◄ 65:0
Verhandeling 65
65:2 ►

Het opperbestier over de evolutie

1. Functies van de levendragers

65:1.1

Levendragers zijn begiftigd met mogelijkheden tot persoonlijkheidsmetamorfosen die slechts weinig orden van schepselen bezitten. Deze Zonen van het plaatselijk universum kunnen in drie verschillende bestaansfasen functioneren. Gewoonlijk vervullen zij hun taak als Zonen van de midden-fase, hetgeen hun oorspronkelijke status is. Het is een Levendrager in die fase van zijn bestaan echter niet mogelijk om in de elektro-chemische domeinen te functioneren als vervaardiger van eenheden van levend bestaan uit fysische energie en materiële deeltjes.

65:1.2

De Levendragers zijn in staat op de drie volgende niveaus te functioneren, en doen dit ook metterdaad:

65:1.3

1. het elektro-chemische, fysische niveau;

65:1.4

2. de gebruikelijke midden-fase van schijnbaar morontiaal bestaan;

65:1.5

3. het gevorderde, halfgeestelijke niveau.

65:1.6

Wanneer de Levendragers zich voorbereiden om de implantatie van leven te ondernemen, en wanneer zij de plaatsen hiervoor hebben uitgezocht, roepen ze de commissie der aartsengelen voor de transmutatie van Levendragers bijeen.
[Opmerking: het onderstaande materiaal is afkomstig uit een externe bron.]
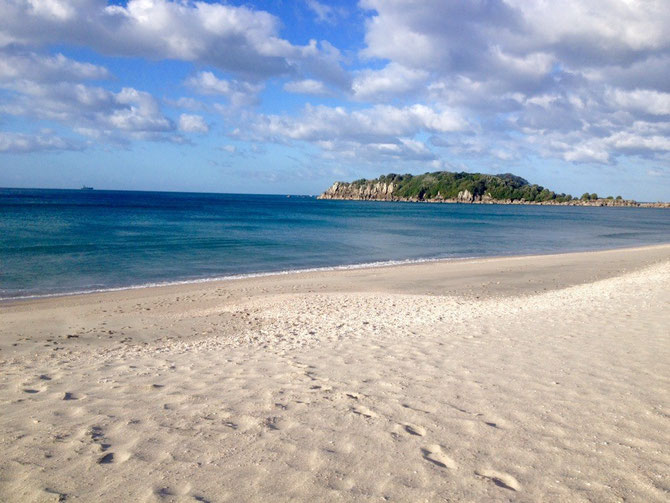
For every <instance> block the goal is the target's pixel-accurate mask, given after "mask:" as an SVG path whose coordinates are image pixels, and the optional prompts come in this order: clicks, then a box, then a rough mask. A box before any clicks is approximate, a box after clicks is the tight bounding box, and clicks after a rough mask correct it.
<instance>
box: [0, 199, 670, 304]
mask: <svg viewBox="0 0 670 503" xmlns="http://www.w3.org/2000/svg"><path fill="white" fill-rule="evenodd" d="M668 242H670V211H669V210H662V209H651V208H649V209H646V208H645V209H641V208H630V209H629V208H573V207H549V206H544V207H543V206H504V205H500V206H498V205H454V204H416V203H379V202H357V201H319V200H316V199H314V198H309V197H296V196H294V197H290V198H287V197H285V196H265V195H238V194H192V193H167V192H124V191H98V190H95V191H81V190H32V189H30V190H28V189H26V190H23V189H0V298H13V297H22V296H33V295H49V294H58V293H65V292H79V291H90V290H102V289H111V288H120V287H129V286H139V285H148V284H158V283H165V282H177V281H195V280H203V279H207V278H220V277H229V276H237V275H247V274H255V273H270V272H281V271H291V270H300V269H311V268H323V267H333V266H352V265H357V264H369V263H379V262H390V261H409V260H421V259H436V258H458V257H483V256H493V255H513V254H530V253H552V252H566V251H575V250H594V249H605V248H616V247H626V246H636V245H643V244H654V243H668Z"/></svg>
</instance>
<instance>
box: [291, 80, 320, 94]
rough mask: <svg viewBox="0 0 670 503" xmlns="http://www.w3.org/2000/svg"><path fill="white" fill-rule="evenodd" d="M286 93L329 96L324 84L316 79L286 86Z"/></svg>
mask: <svg viewBox="0 0 670 503" xmlns="http://www.w3.org/2000/svg"><path fill="white" fill-rule="evenodd" d="M284 91H287V92H289V93H296V94H314V95H325V94H329V92H328V89H327V88H326V86H325V85H324V83H323V82H321V81H319V80H314V79H304V80H294V81H291V82H287V83H286V84H284Z"/></svg>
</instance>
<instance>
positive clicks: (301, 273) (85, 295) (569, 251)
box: [0, 242, 670, 307]
mask: <svg viewBox="0 0 670 503" xmlns="http://www.w3.org/2000/svg"><path fill="white" fill-rule="evenodd" d="M666 246H670V242H668V243H661V244H652V245H640V246H632V247H628V246H626V247H615V248H605V249H594V250H584V249H577V250H568V251H562V252H559V253H556V252H547V253H530V254H513V255H491V256H468V257H446V258H445V257H438V258H419V259H403V260H388V261H379V262H365V263H360V264H348V265H333V266H323V267H311V268H306V269H288V270H282V271H269V272H254V273H248V274H232V275H228V276H214V277H208V278H198V279H184V280H174V281H161V282H155V283H143V284H137V285H128V286H119V287H109V288H100V289H89V290H77V291H71V292H57V293H47V294H34V295H22V296H17V297H0V307H2V306H4V305H13V304H20V303H24V302H31V301H39V300H46V299H59V298H69V297H83V296H88V295H99V294H107V293H113V292H124V291H132V290H145V289H155V288H166V287H177V286H190V285H209V284H214V285H216V284H218V283H226V282H230V281H245V280H251V279H256V278H272V277H286V276H291V275H299V274H310V273H328V272H338V271H350V270H351V271H355V270H367V269H370V270H373V269H385V268H391V267H403V266H410V265H416V264H431V263H452V262H453V263H458V262H469V261H481V260H496V259H509V258H532V257H548V256H549V257H551V256H556V257H558V256H561V255H573V254H579V253H599V252H612V251H625V250H631V251H632V250H643V249H647V248H657V247H666Z"/></svg>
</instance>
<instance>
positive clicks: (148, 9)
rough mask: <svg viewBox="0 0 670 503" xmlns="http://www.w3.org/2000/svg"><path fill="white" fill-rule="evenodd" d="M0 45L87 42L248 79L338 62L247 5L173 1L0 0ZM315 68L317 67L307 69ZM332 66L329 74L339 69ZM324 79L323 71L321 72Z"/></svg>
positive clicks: (273, 17) (331, 63)
mask: <svg viewBox="0 0 670 503" xmlns="http://www.w3.org/2000/svg"><path fill="white" fill-rule="evenodd" d="M0 11H1V12H2V13H3V15H2V18H1V19H0V43H2V44H4V45H5V46H8V45H23V46H39V45H45V44H50V43H58V44H62V43H68V44H72V45H80V44H85V45H86V46H88V47H91V48H93V49H94V50H96V51H99V52H101V53H104V54H109V55H113V56H132V57H138V56H140V57H146V58H150V59H157V60H159V59H177V60H182V61H191V62H195V63H201V64H206V65H211V66H213V67H216V68H218V69H220V70H223V71H225V72H231V73H234V74H237V75H241V76H243V77H244V78H245V79H262V78H267V77H269V76H275V75H283V74H291V73H296V72H301V71H304V72H308V73H309V72H310V71H312V70H314V71H316V72H319V73H322V74H325V73H328V72H324V68H323V67H329V66H331V65H333V64H335V66H338V65H337V61H334V60H333V59H332V57H331V55H330V54H329V53H328V51H327V50H326V53H325V54H323V58H322V57H321V56H322V55H321V52H320V51H319V49H318V48H317V46H316V43H315V42H310V43H309V44H308V45H306V46H297V45H293V44H291V43H290V42H288V41H287V40H285V39H282V38H281V37H279V35H278V32H279V26H280V21H279V20H278V19H277V18H276V17H275V16H273V15H271V14H269V13H267V12H264V11H260V10H254V9H251V8H248V7H245V6H239V7H238V6H232V5H224V4H220V3H207V2H182V1H171V0H129V1H128V2H127V3H126V4H125V5H107V2H104V1H102V0H67V1H65V0H49V1H48V2H47V1H39V2H38V1H33V0H0ZM312 67H314V68H312ZM338 72H339V70H338V69H337V68H330V73H333V74H337V73H338ZM322 78H323V75H322Z"/></svg>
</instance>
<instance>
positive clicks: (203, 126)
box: [179, 114, 209, 133]
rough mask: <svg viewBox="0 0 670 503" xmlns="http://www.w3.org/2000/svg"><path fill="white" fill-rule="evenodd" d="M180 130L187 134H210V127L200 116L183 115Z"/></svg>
mask: <svg viewBox="0 0 670 503" xmlns="http://www.w3.org/2000/svg"><path fill="white" fill-rule="evenodd" d="M179 130H180V131H183V132H185V133H208V132H209V126H208V125H207V123H206V122H205V119H203V118H202V116H200V115H191V114H181V115H180V116H179Z"/></svg>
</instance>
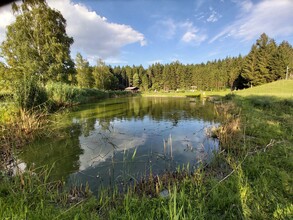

Deze commissie bestaat uit tien orden van uiteenlopende persoonlijkheden, waaronder de fysische controleurs en hun medewerkers, en wordt voorgezeten door het hoofd der aartsengelen die in deze hoedanigheid optreedt als gevolmachtigde van Gabriël, met toestemming van de Ouden der Dagen. Als deze wezens op de juiste wijze met elkaar in circuit worden gebracht, kunnen zij zulke modificaties in de Levendragers tot stand brengen, dat zij in staat zijn rechtstreeks op de fysische niveaus van de elektro-chemie te functioneren.

65:1.7

Nadat de levenspatronen zijn geformuleerd en de materiële organisaties naar behoren zijn voltooid, worden direct de bovenmateriële krachten werkzaam die betrokken zijn bij de propagatie van leven, en is er leven tot stand gebracht. Hierop worden de Levendragers onmiddellijk teruggebracht tot hun normale midden-fase van persoonlijkheidsbestaan, en in deze staat kunnen zij de levende eenheden manipuleren en de evoluerende organismen bewerken, zelfs nu ze in het geheel niet meer beschikken over de mogelijkheid om nieuwe patronen van levende materie te organiseren—te scheppen.

65:1.8

Wanneer de biologische evolutie een bepaalde loop heeft volbracht en er in de hoogste tot ontwikkeling komende organismen vrije wil van het menselijke type is verschenen, moeten de Levendragers de planeet verlaten of anders een gelofte van onthouding afleggen; dat wil zeggen, zij moeten zich verbinden af te zien van alle pogingen om de loop der organische evolutie verder te beïnvloeden. En wanneer dergelijke geloften vrijwillig worden afgelegd door die Levendragers die verkiezen op de planeet te blijven als toekomstige adviseurs van degenen aan wie de verzorging van de pas ontwikkelde wilsschepselen zal worden toevertrouwd, wordt een commissie van twaalf bijeengeroepen welke wordt voorgezeten door het hoofd van de Avondsterren, handelend op gezag van de Soeverein van het Stelsel en met toestemming van Gabriël; direct worden deze Levendragers dan overgebracht naar de derde fase van hun persoonlijkheidsbestaan—het niveau van halfgeestelijk bestaan. En sinds de tijd van Andon en Fonta heb ik steeds in deze derde fase van bestaan op Urantia gefunctioneerd.

65:1.9

Wij zien uit naar de tijd dat het universum in licht en leven bestendigd zal zijn, naar een mogelijke vierde stadium van bestaan waarin wij geheel geestelijk zullen zijn, maar de techniek waardoor wij deze begerenswaardige, gevorderde staat zullen bereiken is ons nooit geopenbaard.